There is a cut on my arm and I don't know how it got there (there are numerous pointy things I could have hit; I'm gangly and horribly uncoordinated sometimes), but every time I scratch my arms (and I do so often. It would annoy Nicole to no end because, due to dry skin, it makes a very audible noise) it bleeds. At this rate it will never heal.
Happy Birthday to lepetitemort! Sadly, I have no boob cake for you. If I did, and I had the faintest clue where you lived, I would send boob cake. But I don't and I don't so I can't.
I get to see jenndolari tomorrow. Yay. I haven't the faintest clue what to do with her, my social skills are nonexistant (another reason I felt sorry for inflicting myself upon Adam; he wanted company and I've found that the average frog makes better company than I do). Giving a Grand Tour of the apartment takes all of thirty seconds.

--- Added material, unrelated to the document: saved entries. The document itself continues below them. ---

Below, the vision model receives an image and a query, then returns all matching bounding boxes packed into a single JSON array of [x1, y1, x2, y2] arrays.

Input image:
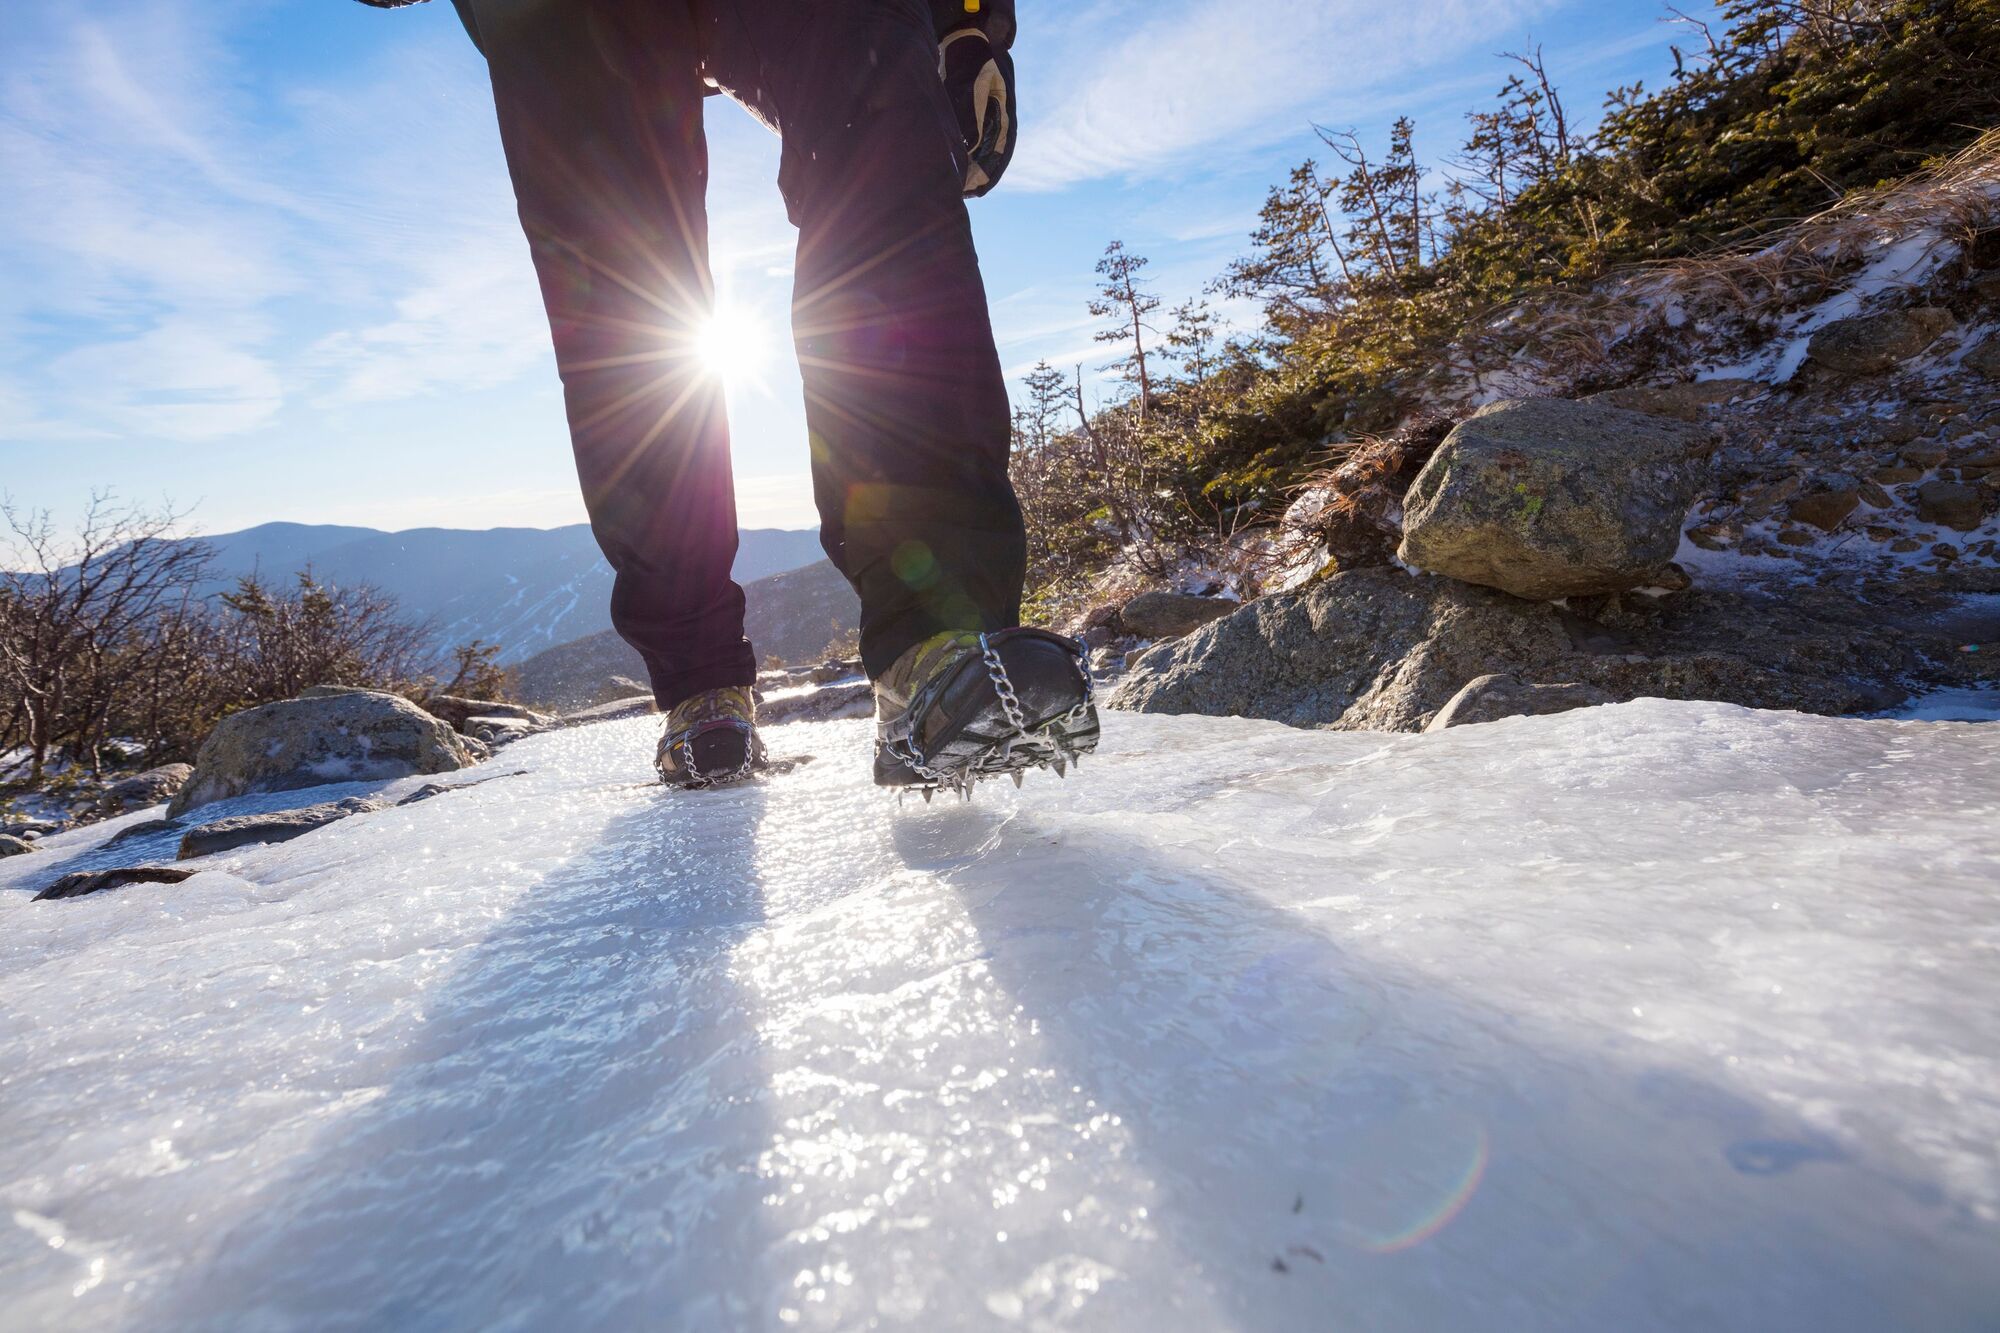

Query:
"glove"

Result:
[[940, 28, 1016, 198]]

I am also anxious because I get to see feyr on Sunday. And that makes me so nervous that I'm half-worried I'll drive poor Jenn insane or at the very least be very, very lousy company. Why am I so anxious? Let me put it this way:
I want to hug him.
It has been a long, long time since I wanted to hug someone so badly. To hold them, to just be near them. The desire to hug and touch Michael waned sharply because there are few things that work better as a turnoff than knowing the other person would prefer you not touch them.
I'm scared to death.
I also want to feed him. He's a scrawny little thing. And I am my mother's daughter and so my first instinct is to stuff him full of food. Thanks, mom.
Okay, and yes, as I believe I've mentioned before, he is an adorable geek. I mean, come on. lookit him! What's not to love... (It's the plaid pants, I tell you. So sexy)
See that? That's Jenni turning into an idiot over a guy. You'd think I would have learned my lesson by now. But noooo.
At least this time it's mutual.... meep.